Customer claims must be submitted in written form immediately upon receipt of goods or immediately upon detection of claimed hidden faults. The damage of any such part in transit by or on behalf of the courier must be informed in writing to Trelawny immediately of the arrival of the consignment. Failure to advise of any damaged items as part of a delivery within 3 days of the said delivery will result in the liability of the damaged items residing with the customer. Trelawny will not accept any liability for items damaged in transit beyond 3 days from the informed delivery date.

15. Ownership of Goods.

Ownership of the goods sold shall, notwithstanding delivery, or attachment of these to other property, remain with us until we have received full payment for them.

16. Pledge or Lien.

The Customer shall have no pledge or lien on the property of the Manufacturer.

17. Law.

Any contract between the Parties shall be construed in accordance with English Law.

18. Technical Specifications.

Unless otherwise agreed upon, brochures and catalogues are not binding.
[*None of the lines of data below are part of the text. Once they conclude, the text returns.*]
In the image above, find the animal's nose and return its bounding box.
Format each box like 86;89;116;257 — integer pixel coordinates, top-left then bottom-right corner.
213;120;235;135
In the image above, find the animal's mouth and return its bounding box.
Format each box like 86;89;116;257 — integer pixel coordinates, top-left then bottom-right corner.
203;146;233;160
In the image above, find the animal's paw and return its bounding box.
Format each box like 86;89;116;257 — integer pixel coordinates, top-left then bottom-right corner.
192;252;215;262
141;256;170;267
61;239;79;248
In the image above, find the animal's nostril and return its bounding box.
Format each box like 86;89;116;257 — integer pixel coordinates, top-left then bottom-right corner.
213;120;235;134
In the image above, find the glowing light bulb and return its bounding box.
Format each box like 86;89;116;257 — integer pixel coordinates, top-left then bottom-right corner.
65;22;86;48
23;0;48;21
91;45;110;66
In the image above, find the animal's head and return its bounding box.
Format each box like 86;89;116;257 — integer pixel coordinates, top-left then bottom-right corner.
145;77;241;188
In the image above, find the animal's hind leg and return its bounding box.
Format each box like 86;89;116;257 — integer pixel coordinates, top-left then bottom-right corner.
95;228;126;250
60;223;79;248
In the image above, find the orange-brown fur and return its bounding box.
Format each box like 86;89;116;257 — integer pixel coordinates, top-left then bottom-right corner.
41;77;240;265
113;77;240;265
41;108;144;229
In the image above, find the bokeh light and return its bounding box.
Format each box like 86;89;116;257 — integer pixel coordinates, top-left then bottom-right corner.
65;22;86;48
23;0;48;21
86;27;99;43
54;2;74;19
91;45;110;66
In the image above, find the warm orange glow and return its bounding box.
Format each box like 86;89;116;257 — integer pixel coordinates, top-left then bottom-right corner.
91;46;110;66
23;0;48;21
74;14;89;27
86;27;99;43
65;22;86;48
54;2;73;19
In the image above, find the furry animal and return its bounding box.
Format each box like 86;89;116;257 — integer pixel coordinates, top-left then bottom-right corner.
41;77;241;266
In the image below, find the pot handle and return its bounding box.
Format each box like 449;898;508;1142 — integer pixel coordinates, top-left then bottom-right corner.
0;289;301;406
Data provided for in documentation are only binding in so far as having been expressly stipulated as such. We reserve the right to modify any specifications without notice.

19. Design Ownership.

Information and drawings, which were delivered additionally to the sales documentation, may not be transmitted to any third party. The Customer may not transmit or make use of any information of the design and the functionality in any form whatsoever. In the event of infringement of this clause we retain the right for claiming damages. Each party reserves all rights in its Confidential Information. No rights or obligations in respect of a party’s Confidential Information other than those expressly stated in writing are granted to the other party, or to be implied from the agreement to supply goods.

20. Force Majeure.

Neither party shall be in breach of this Contract nor liable for delay in performing, or failure to perform, any of its obligations under these terms and conditions of sale agreement if such delay or failure result from a Force Majeure Event. If the period of delay or non-performance continues for four (4) weeks, the party not affected may terminate this Contract by giving one (1) week written notice to the affected party.

21. Severance.

If any provision or part-provision of the Contract is or becomes invalid, illegal or unenforceable, it shall be deemed modified to the minimum extent necessary to make it valid, legal and enforceable. If such modification is not possible, the relevant provision or part-provision shall be deemed deleted. Any modification to or deletion of a provision or part-provision under this clause shall not affect the validity and enforceability of the rest of the Contract.